Analyses of secondary end-points will be descriptively summarised by study arm with corresponding 95% confidence intervals and tested using a two-sided 0.05 level chi-squared test. Time to first exacerbation over the 6-month study will be graphically displayed for each treatment group using Kaplan–Meier estimates, and a corresponding hazard ratio will be estimated using Cox proportional hazards regression. Longitudinal analyses for changes in lung function and weight will be done using longitudinal linear regression models to estimate differences between study arms. We will also do a stratified analysis by HEMT (ivacaftor or elexacaftor/tezacaftor/ivacaftor) to address changes in CF therapeutics. Although this analysis is not part of the a priori statistical analysis plan, it will be of interest to the community.

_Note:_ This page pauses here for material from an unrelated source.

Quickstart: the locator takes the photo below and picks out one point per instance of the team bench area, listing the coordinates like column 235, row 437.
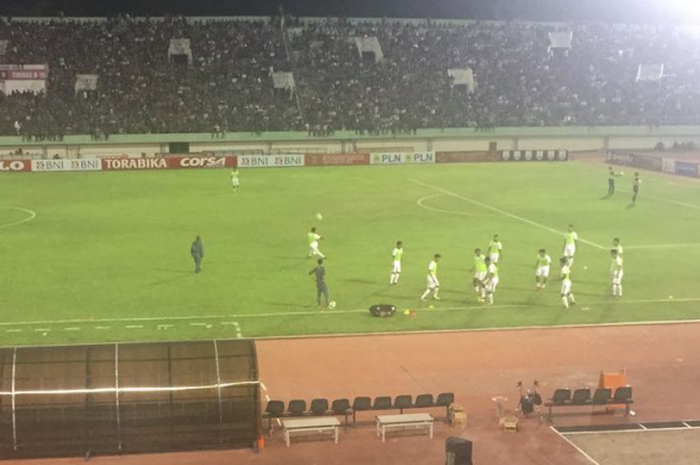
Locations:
column 342, row 407
column 563, row 397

All descriptive statistics will be completed as done in STAR-too, with two additions. STAR-ter will also collect and analyse data on household member culture results and small-colony variant rates. A two-sided p-value ≤0.05 will be considered significant.

Sample size estimate

In STAR-too, 82% of subjects with incident MRSA were MRSA negative at Day 28 compared to 26% of those who receive standard of care (observation only) (56% treatment difference, 95% CI 23–80%). The primary aim of STAR-ter is to determine whether a streamlined eradication protocol will produce comparable microbiological efficacy at Day 28. Assuming that the streamlined treatment will be comparable at 80%, a sample size of 42 subjects leading to at least 38 evaluable patients will provide an estimated proportion of subjects negative for MRSA at Day 28 of 82% (31 of 38) with precision quantified by a confidence interval ranging from 66% to 92%. If we observe an 82% rate of success (31 of 38), then compared to the rate in STAR-too (82%, 95% CI 61–93%), the 95% CI for the difference would be −22–19%. Based on an estimated 10% attrition rate, the study aims to recruit 42 subjects.

The lower bound of this confidence interval (66%) does not rule out non-inferiority to the aggressive MRSA eradication protocol but would demonstrate superiority to the STAR-too observational control; the lower bound includes a range of values to be considered efficacious for administration of the treatment protocol.